Monday, 4 November 2013

Everyday, us humans (probably pigeons too) see thousands of ads. There’s almost no way of ignoring them. The thing about most ads is, even though you looked straight at them, you don’t have to look at them, read them, whatever. There’s a billboard up ahead. Close your eyes kids.

Television ads can be avoided by a swift change of the channel, magazine ads can be ripped out, and transit ads, well, you might have to close your eyes and miss your stop.

There is, however, a type of ad that get’s right in your grill, right in the way of what you’re doing. They are the worst ads in the world. They are pop-ups. I’m not talking about the kind of ads that pop-up onto another window, starts talking you, scaring the shit from you. Those ads are gone after quickly hitting the ‘X’ in the corner.

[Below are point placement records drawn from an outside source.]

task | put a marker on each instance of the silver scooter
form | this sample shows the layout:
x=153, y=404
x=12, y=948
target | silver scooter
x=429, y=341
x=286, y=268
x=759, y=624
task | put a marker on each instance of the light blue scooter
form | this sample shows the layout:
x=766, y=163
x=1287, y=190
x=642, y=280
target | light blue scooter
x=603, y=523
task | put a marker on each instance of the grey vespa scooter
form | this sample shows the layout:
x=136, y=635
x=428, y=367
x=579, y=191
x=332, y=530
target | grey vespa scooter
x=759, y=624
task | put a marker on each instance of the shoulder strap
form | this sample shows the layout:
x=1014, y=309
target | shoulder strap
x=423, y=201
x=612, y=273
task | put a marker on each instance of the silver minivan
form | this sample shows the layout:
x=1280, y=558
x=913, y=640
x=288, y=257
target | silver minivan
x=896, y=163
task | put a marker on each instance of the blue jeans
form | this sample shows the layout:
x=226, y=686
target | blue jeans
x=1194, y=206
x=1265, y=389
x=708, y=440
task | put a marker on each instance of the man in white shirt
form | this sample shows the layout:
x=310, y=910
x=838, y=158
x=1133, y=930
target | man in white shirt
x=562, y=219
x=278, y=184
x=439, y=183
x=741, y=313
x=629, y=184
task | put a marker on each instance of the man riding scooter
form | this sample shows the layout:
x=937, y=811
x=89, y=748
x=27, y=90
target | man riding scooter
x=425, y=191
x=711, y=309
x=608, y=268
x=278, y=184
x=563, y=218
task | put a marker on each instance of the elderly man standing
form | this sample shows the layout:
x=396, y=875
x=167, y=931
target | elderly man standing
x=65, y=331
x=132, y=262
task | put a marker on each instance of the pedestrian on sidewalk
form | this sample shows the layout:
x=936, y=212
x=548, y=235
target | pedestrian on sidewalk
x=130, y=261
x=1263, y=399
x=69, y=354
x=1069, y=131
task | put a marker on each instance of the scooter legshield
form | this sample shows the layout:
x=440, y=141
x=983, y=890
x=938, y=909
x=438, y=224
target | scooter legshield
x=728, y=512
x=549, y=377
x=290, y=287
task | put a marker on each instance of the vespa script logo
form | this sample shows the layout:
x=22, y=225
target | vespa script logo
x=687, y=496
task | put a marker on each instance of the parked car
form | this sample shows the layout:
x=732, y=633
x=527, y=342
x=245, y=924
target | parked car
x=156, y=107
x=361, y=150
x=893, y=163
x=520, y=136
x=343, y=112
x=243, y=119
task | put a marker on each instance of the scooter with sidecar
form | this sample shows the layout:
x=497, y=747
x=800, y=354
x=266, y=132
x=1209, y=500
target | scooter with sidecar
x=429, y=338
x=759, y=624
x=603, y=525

The worst ads in the world are the ads that pop-up onto the page you’re on. The page you’re reading, watching, doing something on. It pops-up, delivers some lame message, and then laughs in your face as you attempt to find the close button. That close button is never in the traditional right hand corner. We always find ourselves scrolling down to the end of the page, or heading to Contact Us where it’s waiting in patience. Not really, but you get my drift. These ads are the ultimate interruption, the ultimate piece of work that makes advertising bad. But they don’t have to be, because as long as it costs money to own a website, companies will want that spot.

Since companies will want that spot, why can’t they use that spot and reward you for being the victim. For the past three years I’ve been told, as a future advertiser, I need to reward the audience. They’re taking their sweet time to stop and look, I need to thank them for their time by delivering something good and effective.

This is when the client needs to back down and let the creative folk do their work. If a company sends you a bad ad in the most annoying way, they’ll be remembered for the wrong reasons.



Recently I saw this ad from IKEA. Right off the bat you can notice that it looks good to the average eye. Then once when you start reading it, you can relate to it. Unless you’re living alone, everyone shares a bathroom. So not only is there a compelling truth there, there’s even a concept. A web ad with a concept: a rare breed.


Web ads are annoying. There’s no way of getting around that. So if we’re going to annoy our audiences, we should give them something they want to see for those few seconds before they run away. That’s being remembered for the right reasons.